Meta begins global layoffs as AI spending surges

THURSDAY, MAY 21, 2026
Meta begins global layoffs as AI spending surges

Meta starts notifying staff of global job cuts as the tech giant ramps up AI investment and restructures teams worldwide

Meta starts global layoffs from Singapore

Meta Platforms has begun notifying employees about a new round of global layoffs, starting with workers in Singapore, the company’s Asian headquarters, at around 4am local time on Wednesday, according to an internal memo.

Employees in Europe and the United States are also expected to receive notices during their respective mornings as the company moves ahead with plans to cut around 8,000 jobs worldwide.

The latest layoffs form part of a broader restructuring programme previously outlined by Meta, aimed at improving efficiency, reducing costs and accelerating massive investment in artificial intelligence.

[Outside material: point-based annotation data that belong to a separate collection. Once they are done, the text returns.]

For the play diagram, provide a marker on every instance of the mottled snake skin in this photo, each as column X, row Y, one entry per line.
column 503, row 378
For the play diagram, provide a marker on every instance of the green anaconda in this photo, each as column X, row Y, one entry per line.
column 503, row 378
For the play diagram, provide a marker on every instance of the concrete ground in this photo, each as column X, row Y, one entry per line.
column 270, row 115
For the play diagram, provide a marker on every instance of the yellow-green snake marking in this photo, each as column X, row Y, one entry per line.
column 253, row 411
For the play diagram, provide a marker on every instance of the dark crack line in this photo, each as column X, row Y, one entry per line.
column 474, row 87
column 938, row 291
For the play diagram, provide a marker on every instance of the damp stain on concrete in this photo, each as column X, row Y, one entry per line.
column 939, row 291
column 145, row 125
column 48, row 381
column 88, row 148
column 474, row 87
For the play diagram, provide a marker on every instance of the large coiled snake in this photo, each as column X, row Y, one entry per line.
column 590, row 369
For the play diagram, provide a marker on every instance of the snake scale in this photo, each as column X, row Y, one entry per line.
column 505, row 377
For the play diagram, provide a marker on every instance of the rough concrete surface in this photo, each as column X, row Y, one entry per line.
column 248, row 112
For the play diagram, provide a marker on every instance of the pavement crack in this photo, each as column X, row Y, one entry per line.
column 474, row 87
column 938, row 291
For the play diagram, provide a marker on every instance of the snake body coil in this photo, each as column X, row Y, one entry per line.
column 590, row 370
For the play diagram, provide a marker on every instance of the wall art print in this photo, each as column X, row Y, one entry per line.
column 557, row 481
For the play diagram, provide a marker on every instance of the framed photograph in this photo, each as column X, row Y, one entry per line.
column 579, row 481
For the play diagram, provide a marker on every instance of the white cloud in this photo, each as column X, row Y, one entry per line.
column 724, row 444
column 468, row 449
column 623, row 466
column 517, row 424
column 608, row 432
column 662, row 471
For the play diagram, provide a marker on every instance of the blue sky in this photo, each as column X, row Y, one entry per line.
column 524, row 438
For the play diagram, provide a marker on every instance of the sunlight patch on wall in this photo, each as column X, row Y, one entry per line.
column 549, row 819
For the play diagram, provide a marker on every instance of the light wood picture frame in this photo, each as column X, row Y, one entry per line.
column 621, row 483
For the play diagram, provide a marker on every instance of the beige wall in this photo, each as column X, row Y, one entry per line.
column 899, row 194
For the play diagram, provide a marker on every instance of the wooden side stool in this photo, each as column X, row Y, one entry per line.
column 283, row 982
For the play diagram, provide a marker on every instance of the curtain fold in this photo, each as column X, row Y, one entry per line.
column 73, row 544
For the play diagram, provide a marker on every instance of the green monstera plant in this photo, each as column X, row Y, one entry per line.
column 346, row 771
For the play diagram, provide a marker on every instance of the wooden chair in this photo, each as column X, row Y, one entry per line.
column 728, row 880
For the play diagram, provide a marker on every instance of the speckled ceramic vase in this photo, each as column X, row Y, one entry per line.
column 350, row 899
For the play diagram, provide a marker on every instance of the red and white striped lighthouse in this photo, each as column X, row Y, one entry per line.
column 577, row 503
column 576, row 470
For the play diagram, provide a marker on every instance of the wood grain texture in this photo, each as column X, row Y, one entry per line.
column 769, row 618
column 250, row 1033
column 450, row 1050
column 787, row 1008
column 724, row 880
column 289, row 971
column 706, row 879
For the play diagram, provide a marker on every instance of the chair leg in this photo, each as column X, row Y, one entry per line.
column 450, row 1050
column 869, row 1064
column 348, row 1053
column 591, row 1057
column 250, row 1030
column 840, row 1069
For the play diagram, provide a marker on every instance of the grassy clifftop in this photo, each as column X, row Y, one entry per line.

Staff were advised to work from home while the company prepared to eliminate positions across multiple divisions. Sources familiar with the plan said engineering and product teams were expected to be among the hardest hit, with another round of cuts also possible later this year.

AI becomes Meta’s top priority

Earlier this week, Meta reassigned around 7,000 employees into newly created AI-focused teams working on AI products and AI agents, according to people familiar with the changes.

The company had nearly 80,000 employees at the end of March before the internal reshuffle and latest job cuts.

Meta has pledged to spend more than US$100 billion on AI this year alone as chief executive Mark Zuckerberg races to keep pace with rivals including Google parent Alphabet and OpenAI.

The aggressive push into AI is reshaping not only Meta’s workforce but also the company’s operating culture, following several rounds of layoffs over recent years.

Meta chief people officer Janelle Gale said the company believed flatter organisational structures and smaller “pod-style” teams could move faster and operate more efficiently.

“We are at a point where many organisations can operate with much flatter structures, with smaller pod-style teams that move faster and have greater ownership,” Gale wrote.

“We believe this will make us more efficient and make work more meaningful.”

Engineers urged to rely more on AI

As Zuckerberg pushes efficiency across the company, he has encouraged engineers to use AI agents to assist with coding and other tasks.

Meta is also reportedly exploring ways to monitor employee devices to improve its technology, while Zuckerberg himself has been developing AI-powered assistants to help handle some executive duties, including summarising employee feedback.

The changes have reportedly unsettled many employees inside Meta.

More than 1,000 workers have signed a petition sent to Zuckerberg and senior executives calling on the company not to collect detailed data from employee devices, including keystrokes, mouse movements and on-screen activity that could potentially be used to train AI systems.

Some employees have also posted on social media about fears of losing their jobs and worsening morale inside the company.

Investors question Meta’s AI spending

Meta’s increasingly aggressive AI spending has also fuelled concern among investors, who worry the enormous investment may ultimately fail to deliver the returns the company expects.

Although Meta has framed the layoffs as a way to offset part of the cost of its AI expansion, analysts at Evercore estimate the latest job cuts would save only around US$3 billion.

That figure remains small compared with Meta’s projected spending this year, which could reportedly reach US$145 billion, excluding hundreds of billions of dollars more the company is expected to invest in AI infrastructure before the end of the decade.

The scale of the spending reflects how fiercely major technology firms are now competing to dominate the next phase of AI development even as questions continue to grow over whether the returns will justify the cost.